The NFC Forum has announced an update for the short-range wireless technology that adds a form of wireless charging to the standard. Future NFC devices could offer wireless charging functionality, albeit in a way that’s far more limited than the popular Qi standard used by almost every other device (via 9to5Google).
The new NFC standard is far slower than Qi charging, offering up to 1W speeds compared to base Qi speeds of 5W. (Qi fast charging can reach speeds of 10W or more on standard hardware.) And it’ll require new hardware — you won’t be able to just get a firmware update and suddenly be able to have NFC-based wireless charging on your current device.
Considering that the speeds are so slow compared to Qi, one might wonder why anyone would bother to use NFC charging at all. But the key idea behind the new NFC standard is not that it’ll be used to replace Qi charging on things like power-hungry smartphones, but rather complement it.
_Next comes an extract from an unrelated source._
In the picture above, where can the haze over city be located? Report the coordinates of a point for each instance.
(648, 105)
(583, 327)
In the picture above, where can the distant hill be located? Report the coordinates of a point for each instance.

Unlike Qi, which requires physically large coils to transmit power between devices, the new wireless charging specification WLC standard, as it’s formally called, for NFC allows for a single antenna to manage both communications and charging for a device. The idea is that smaller devices like headphones, fitness trackers, or smartwatches — all of which often already feature NFC antennas for connectivity — could use the new NFC-based standard for charging on the go using similarly NFC-equipped smartphones as reverse-wireless chargers.
While the WLC standard has been officially added to the NFC specification, it’ll still take time for hardware companies to implement the new charging tech, assuming they decide to use it at all.